Avec ses 7 milliards en poche, Air France a décidé de s’attaquer à deux fronts qui étaient déjà visés dans le plan de son directeur général Ben Smith avant la crise : ses pertes sur les lignes intérieures, d’une part, et des économies sur les « fonctions support » d’autre part. Traduisons : en contrepartie du soutien de l’État, Air France supprime 40 % de son offre de desserte du territoire national ! Quant à la réduction de 30 % des effectifs dans les « fonctions support », on comprend qu’elles signifient des économies en France où elles sont plus coûteuses, et seront désormais sous-traitées à des sociétés de service étrangères. Les principales victimes de cette restructuration seront donc des cadres français de la compagnie.

Avec Renault, la situation n’est guère différente, même si la culture syndicale propre à l’entreprise a rendu les choses plus visibles et contraint le gouvernement à demander des modifications, au moins en apparence. On est donc passé de 5 000 suppressions d’emplois en France à 5 000 suppressions d’emplois en France… et 10 000 ailleurs dans le monde (Wuhan, Valladolid, Tanger…), envoyant ainsi le message à l’opinion publique française que nos salariés ne sont pas seuls à supporter l’effort… Difficile de ne pas croire pourtant qu’à terme, en situation de reprise, le groupe ne privilégiera pas, de nouveau, ses seules implantations à l’international. Renault est une des cinq marques qui a le plus délocalisé au monde. L’État actionnaire, ce ne devrait pas être « l’État roue de secours » au service d’entreprises mondiales qui rechercheraient, elles, systématiquement, leur intérêt ailleurs. Cela y ressemble pourtant.

Comment reprendre le contrôle de notre économie et singulièrement de notre appareil productif industriel ? Il y a d’abord la question de son financement.

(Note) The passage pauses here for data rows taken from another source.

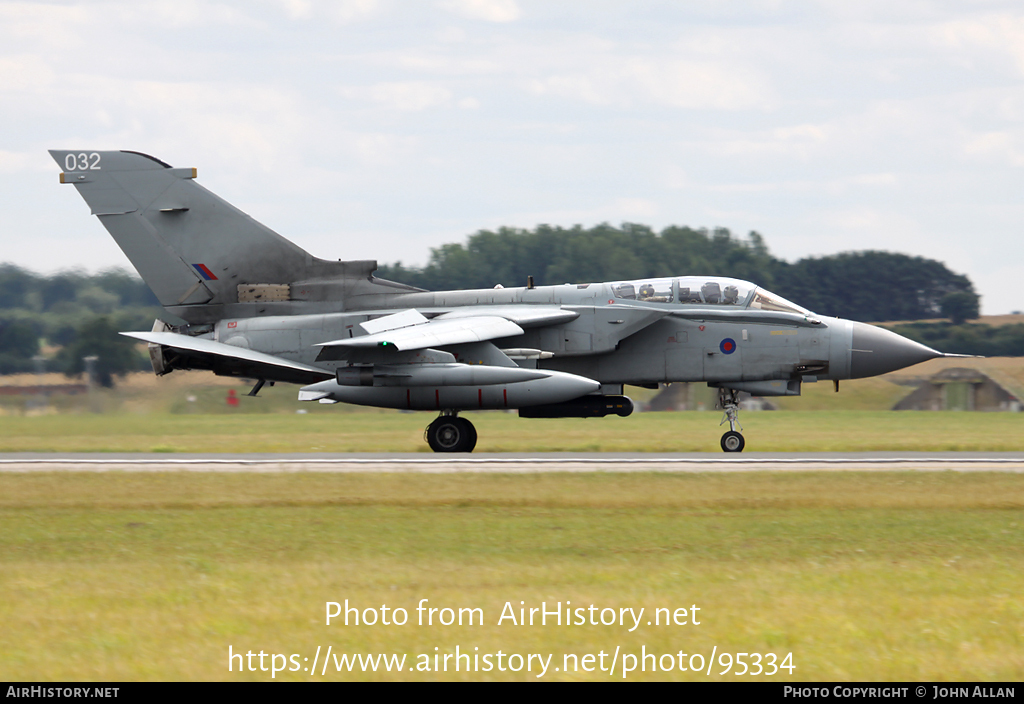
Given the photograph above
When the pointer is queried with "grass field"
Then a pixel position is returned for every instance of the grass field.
(859, 576)
(392, 431)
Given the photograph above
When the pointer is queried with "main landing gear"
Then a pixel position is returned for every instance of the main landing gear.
(449, 433)
(729, 400)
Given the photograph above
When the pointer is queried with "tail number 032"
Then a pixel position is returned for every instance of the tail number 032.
(82, 162)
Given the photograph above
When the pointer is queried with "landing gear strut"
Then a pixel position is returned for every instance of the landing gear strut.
(449, 433)
(729, 400)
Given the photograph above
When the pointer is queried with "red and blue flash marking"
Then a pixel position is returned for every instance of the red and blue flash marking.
(205, 272)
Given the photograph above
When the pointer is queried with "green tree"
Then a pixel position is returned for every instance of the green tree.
(99, 338)
(18, 343)
(960, 306)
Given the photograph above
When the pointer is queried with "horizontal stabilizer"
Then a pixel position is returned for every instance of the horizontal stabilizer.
(267, 364)
(437, 333)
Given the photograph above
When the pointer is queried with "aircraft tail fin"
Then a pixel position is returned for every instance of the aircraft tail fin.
(190, 247)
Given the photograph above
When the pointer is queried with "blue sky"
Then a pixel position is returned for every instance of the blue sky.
(377, 129)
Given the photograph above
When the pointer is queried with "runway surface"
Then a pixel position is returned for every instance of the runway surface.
(518, 463)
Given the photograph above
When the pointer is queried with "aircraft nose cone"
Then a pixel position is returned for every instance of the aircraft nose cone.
(878, 351)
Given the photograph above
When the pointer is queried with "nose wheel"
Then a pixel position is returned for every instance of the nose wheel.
(732, 441)
(449, 433)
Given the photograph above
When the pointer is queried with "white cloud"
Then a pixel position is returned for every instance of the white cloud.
(489, 10)
(401, 95)
(1000, 33)
(622, 82)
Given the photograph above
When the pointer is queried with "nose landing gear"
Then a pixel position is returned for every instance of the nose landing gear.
(449, 433)
(732, 441)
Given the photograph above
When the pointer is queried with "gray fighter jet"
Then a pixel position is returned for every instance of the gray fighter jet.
(257, 306)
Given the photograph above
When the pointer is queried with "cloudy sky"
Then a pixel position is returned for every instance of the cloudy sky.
(377, 129)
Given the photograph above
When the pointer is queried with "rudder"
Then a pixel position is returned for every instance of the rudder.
(190, 247)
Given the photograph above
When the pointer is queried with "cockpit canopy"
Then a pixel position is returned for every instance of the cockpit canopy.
(704, 291)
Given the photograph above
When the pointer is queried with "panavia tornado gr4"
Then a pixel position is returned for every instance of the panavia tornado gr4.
(257, 306)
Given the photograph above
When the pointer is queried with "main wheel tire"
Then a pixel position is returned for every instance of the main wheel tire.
(451, 434)
(732, 442)
(470, 434)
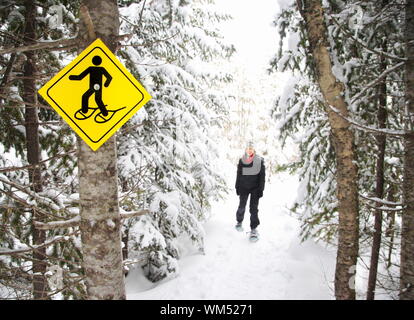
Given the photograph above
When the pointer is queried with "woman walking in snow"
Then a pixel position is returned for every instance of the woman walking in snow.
(250, 181)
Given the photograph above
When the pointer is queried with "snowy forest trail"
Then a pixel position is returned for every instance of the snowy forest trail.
(278, 266)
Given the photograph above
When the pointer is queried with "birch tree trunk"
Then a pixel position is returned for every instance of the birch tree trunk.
(379, 187)
(98, 180)
(343, 139)
(33, 148)
(407, 231)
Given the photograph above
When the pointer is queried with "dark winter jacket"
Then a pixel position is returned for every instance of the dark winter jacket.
(250, 183)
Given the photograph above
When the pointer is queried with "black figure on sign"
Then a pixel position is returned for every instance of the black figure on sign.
(95, 85)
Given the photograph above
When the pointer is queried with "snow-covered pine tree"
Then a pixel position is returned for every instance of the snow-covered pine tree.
(166, 154)
(57, 198)
(407, 232)
(356, 33)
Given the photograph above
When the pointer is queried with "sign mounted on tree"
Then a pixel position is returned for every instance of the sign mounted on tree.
(95, 94)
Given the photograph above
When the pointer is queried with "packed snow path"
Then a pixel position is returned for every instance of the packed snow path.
(278, 266)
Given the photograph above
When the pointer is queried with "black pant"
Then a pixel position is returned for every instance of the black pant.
(254, 203)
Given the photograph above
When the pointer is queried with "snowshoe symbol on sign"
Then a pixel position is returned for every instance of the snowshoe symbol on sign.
(95, 94)
(95, 88)
(99, 118)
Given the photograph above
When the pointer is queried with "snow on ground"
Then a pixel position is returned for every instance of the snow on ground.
(278, 266)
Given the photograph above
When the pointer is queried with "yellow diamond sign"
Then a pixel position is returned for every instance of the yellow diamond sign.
(95, 94)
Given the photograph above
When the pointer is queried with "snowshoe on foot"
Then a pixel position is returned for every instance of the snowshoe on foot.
(254, 235)
(239, 226)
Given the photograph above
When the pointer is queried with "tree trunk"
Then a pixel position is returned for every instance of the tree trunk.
(343, 140)
(33, 148)
(407, 230)
(379, 188)
(98, 183)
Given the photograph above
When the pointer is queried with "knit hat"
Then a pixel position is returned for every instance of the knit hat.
(250, 144)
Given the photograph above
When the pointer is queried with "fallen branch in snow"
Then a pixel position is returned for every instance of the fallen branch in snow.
(74, 222)
(63, 44)
(381, 201)
(8, 169)
(382, 204)
(376, 81)
(380, 53)
(398, 133)
(33, 248)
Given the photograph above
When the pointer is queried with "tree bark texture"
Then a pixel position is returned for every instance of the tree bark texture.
(33, 148)
(379, 190)
(343, 140)
(379, 171)
(98, 183)
(407, 230)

Dans le monde des affaires, la carte maîtresse c’est l’argent. Chaque fois qu’un retour de conjoncture réduit le cash flow d’une entreprise, c’est panique à bord. Pour les PME ou les ETI parce qu’elles dépendent beaucoup trop des financements bancaires ; mais pour les grandes entreprises, la confiance des marchés financiers fait vite défaut dans les moments critiques, faute d’actionnaire majoritaire capable de réinjecter du cash. On l’a vu dans de multiples crises, Pechiney, Alstom, Peugeot, Arcelor, il est souvent très compliqué voire impossible de construire un plan B.

Ce diagnostic d’un manque de fonds propres disponibles pour l’investissement est archiconnu mais n’a pas entraîné de changement radical. La réponse par l’« attractivité » recherchée auprès d’investisseurs étrangers, qui est l’alpha et l’oméga de la politique d’Emmanuel Macron, si elle facilite une augmentation de capital à un moment donné, entraîne aussi une perte de contrôle à terme.

Bien sûr la fiscalité des dividendes est probablement une variable sur laquelle on peut jouer pour améliorer l’attractivité de l’argent investi dans une entreprise, directement ou via un véhicule de placement. Dans ce domaine au moins il faut donner acte à Emmanuel Macron d’avoir fait une réforme importante en instaurant la flat tax, même si rien ne dit en réalité que cette fiscalité avantageuse profite à des investissements de portefeuille sur des entreprises françaises plutôt qu’étrangères. La difficulté de cette politique dite « de l’offre », c’est que, dans une économie ouverte, elle est aussi compliquée à cibler qu’une politique de soutien à la demande. Les défenseurs de l’économie de l’offre ne peuvent pas ignorer que les marchés des capitaux ne sont pas fermés et étanches. Même en déverrouillant la fiscalité du capital, et à condition que l’on sache flécher cet argent sur l’investissement dans nos entreprises, il faudra plusieurs générations avant que ne soit reconstitué un capitalisme français digne de ce nom…

Extrait du livre d’Olivier Marleix,  « Les liquidateurs – Ce que le macronisme inflige à la France et comment en sortir », publié aux éditions Robert Laffont.